Where the Elite Meet — Electronically
Although the high price of joining the Internet2 is keeping membership down,
many institutions are coming to realize they can't afford not to join the club
By Jamilah Evelyn
AUSTIN, Texas — Two years ago, a handful of big-name universities put up some big bucks and announced their collaboration in the development of an advanced computer networking system — Internet2 — sure to revolutionize higher education. That is, for the institutions that can afford it.
Designers of Internet2 — an advanced networking system able to support high-tech and research-intensive applications (see sidebar, pg. 44) — expect it to be 100 times faster than the current Internet. But hook-up will cost millions of dollars for institutions to upgrade their infrastructure, to hire sophisticated IT (information technology) personnel, and to research and develop state-of-the-art applications for the Internet's newest incarnation.
With just 141 members on board to date, though, Internet2 institutions comprise a small, elite chunk of higher education. And the multibillion-dollar project's evolution has unfolded so far like a classic tale of the haves and the have-nots.
The Goliaths of higher education — Harvard, Georgetown, and Stanford universities — will enjoy a network so much faster and more sophisticated than today's commercial Internet, it would be like comparing a Model T to a TransAm. They will use it for technologies once thought to be the stuff of science fiction — digital libraries, virtual laboratories, and tele-immersion.
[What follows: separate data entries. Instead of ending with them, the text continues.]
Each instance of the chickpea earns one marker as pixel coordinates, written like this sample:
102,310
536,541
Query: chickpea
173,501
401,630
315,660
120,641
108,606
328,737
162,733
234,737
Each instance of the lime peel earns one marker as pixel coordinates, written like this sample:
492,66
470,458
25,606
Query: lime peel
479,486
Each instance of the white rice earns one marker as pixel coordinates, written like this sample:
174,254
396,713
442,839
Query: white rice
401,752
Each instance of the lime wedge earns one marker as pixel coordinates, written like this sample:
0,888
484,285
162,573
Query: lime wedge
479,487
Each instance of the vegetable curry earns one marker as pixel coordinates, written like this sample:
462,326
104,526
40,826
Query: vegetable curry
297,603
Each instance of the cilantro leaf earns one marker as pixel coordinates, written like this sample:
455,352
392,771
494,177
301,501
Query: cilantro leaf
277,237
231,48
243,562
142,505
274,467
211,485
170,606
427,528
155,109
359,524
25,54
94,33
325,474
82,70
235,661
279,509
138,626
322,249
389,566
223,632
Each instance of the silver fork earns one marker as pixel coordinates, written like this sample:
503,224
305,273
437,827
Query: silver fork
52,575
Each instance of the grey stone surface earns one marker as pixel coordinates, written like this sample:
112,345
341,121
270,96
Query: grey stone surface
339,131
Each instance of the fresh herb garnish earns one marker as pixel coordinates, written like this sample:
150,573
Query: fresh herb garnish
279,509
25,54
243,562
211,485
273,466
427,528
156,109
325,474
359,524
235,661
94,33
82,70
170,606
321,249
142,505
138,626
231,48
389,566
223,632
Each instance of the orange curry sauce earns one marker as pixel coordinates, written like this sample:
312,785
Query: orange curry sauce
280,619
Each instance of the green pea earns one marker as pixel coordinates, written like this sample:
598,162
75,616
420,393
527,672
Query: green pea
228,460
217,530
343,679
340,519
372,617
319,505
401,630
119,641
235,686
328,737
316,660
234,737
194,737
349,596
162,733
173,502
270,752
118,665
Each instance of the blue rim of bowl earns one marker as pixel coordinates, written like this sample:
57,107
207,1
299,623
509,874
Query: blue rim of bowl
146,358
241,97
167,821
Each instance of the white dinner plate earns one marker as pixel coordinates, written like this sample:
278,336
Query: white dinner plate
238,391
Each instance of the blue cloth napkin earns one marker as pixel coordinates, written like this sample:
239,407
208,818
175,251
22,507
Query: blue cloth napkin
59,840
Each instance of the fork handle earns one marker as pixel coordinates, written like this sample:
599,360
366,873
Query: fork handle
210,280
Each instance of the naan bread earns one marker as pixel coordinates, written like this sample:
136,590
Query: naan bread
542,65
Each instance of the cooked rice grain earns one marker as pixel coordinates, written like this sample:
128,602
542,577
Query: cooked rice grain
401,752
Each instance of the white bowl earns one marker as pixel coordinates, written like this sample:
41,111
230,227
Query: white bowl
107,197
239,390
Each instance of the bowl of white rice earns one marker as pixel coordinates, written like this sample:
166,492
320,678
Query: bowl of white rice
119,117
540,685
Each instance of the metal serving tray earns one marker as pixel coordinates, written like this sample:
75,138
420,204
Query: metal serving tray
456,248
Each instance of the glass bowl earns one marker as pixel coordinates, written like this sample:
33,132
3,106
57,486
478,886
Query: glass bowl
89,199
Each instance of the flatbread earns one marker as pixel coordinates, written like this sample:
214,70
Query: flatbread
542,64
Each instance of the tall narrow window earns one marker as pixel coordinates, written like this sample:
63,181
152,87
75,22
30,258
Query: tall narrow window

Meanwhile, the vast majority of colleges and universities — small- and medium-sized institutions that remain community-based and cost-conscious — will be left behind, unable to afford the ticket price to the technological show of the century.
The trouble with that scenario, as some higher education observers are now beginning to acknowledge, is the gross and, some might argue, needless inequities it will create between institutions. After all, many of the instructional applications and asynchronous learning devices Internet2 will make possible are just as applicable to classroom and laboratory environments at places like Fisk University as they are to the Massachusetts Institute of Technology.
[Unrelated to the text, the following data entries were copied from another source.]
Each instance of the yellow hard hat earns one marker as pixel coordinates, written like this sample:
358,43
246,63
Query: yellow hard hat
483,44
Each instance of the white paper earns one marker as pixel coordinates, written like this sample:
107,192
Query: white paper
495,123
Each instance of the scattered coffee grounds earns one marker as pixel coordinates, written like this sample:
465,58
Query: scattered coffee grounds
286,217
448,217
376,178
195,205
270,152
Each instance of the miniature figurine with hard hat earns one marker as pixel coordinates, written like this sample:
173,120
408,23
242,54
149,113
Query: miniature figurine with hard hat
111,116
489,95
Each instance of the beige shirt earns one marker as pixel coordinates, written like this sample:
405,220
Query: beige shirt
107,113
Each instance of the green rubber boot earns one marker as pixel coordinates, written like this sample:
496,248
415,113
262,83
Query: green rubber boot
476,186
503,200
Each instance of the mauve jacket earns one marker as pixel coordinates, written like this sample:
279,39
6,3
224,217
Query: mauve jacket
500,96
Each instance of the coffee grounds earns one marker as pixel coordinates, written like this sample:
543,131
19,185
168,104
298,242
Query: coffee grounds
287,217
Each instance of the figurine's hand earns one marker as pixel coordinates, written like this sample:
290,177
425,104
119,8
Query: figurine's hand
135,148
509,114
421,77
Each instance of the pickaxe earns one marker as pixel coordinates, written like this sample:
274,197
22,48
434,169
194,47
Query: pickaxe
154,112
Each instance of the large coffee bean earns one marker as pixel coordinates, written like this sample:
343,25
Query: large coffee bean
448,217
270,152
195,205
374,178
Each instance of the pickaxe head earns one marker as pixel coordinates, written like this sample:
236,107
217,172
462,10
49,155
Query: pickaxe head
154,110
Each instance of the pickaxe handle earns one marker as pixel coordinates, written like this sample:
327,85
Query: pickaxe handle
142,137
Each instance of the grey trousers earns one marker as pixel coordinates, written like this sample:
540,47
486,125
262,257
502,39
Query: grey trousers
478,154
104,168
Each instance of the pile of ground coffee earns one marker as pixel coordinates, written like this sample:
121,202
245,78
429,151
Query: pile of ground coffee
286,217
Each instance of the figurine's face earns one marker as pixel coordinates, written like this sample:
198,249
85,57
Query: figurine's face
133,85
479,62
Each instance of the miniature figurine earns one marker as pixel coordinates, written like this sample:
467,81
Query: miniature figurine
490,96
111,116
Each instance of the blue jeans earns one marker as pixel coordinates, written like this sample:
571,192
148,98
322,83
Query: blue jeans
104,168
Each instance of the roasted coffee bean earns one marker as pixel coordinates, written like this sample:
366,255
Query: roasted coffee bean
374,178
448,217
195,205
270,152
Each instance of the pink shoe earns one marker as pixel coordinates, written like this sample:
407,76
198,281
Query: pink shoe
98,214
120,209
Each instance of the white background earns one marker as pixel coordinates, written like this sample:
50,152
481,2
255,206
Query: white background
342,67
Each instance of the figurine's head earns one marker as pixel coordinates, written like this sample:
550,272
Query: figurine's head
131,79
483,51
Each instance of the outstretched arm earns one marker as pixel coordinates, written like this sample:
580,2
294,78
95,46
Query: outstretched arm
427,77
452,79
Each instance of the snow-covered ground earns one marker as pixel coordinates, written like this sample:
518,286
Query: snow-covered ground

Indeed several minority-serving institutions could benefit from the research-intensive enterprises the Internet2 will bring. Currently, Florida A&M University is the only HBCU participating in the Internet2 consortium.
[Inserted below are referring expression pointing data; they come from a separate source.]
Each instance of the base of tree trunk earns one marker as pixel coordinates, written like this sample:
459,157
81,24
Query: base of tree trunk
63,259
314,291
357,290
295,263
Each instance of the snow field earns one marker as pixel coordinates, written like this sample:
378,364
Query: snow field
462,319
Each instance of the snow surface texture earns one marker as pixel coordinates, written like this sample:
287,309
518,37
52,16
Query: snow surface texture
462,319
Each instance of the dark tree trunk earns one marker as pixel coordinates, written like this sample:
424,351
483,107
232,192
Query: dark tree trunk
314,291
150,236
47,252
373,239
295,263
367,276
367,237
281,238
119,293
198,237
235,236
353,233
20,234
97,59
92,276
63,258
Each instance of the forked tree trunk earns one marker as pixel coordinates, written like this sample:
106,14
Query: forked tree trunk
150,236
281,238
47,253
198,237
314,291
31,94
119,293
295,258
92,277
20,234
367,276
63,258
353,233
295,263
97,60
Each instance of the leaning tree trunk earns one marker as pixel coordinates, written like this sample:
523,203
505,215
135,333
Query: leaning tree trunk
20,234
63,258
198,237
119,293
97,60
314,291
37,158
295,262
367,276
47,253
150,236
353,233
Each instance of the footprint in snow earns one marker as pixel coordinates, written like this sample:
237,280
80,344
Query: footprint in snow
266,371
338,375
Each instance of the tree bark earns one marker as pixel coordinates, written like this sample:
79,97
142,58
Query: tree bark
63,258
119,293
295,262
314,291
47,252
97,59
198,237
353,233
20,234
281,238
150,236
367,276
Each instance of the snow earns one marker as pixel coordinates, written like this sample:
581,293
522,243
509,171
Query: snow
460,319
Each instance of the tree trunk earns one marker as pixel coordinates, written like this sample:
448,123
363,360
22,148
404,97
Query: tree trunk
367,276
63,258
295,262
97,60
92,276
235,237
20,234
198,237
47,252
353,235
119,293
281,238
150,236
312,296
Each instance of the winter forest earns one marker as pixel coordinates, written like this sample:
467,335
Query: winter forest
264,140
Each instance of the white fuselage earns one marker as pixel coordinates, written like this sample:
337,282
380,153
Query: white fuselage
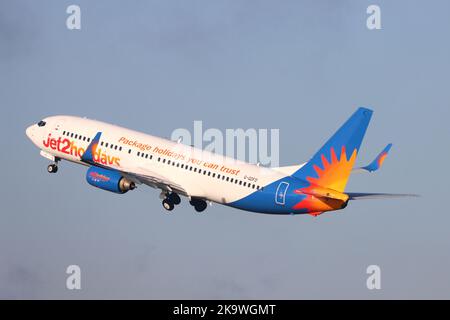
201,173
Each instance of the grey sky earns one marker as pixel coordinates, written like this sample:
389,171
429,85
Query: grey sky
301,66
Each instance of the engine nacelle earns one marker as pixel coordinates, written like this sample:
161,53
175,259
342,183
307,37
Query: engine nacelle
109,180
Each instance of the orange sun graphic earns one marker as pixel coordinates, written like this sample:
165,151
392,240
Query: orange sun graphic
334,175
In recent months, folks at smaller colleges and universities, higher education association officials, telecommunications industry executives, and even the schools that first embarked on the project, have attempted to uncover a role for smaller institutions in the making of Internet2. As a result, they've discovered that there are collaborations smaller colleges can participate in, applications instructors of every sort can benefit from, and other high-speed networks to which institutions can connect.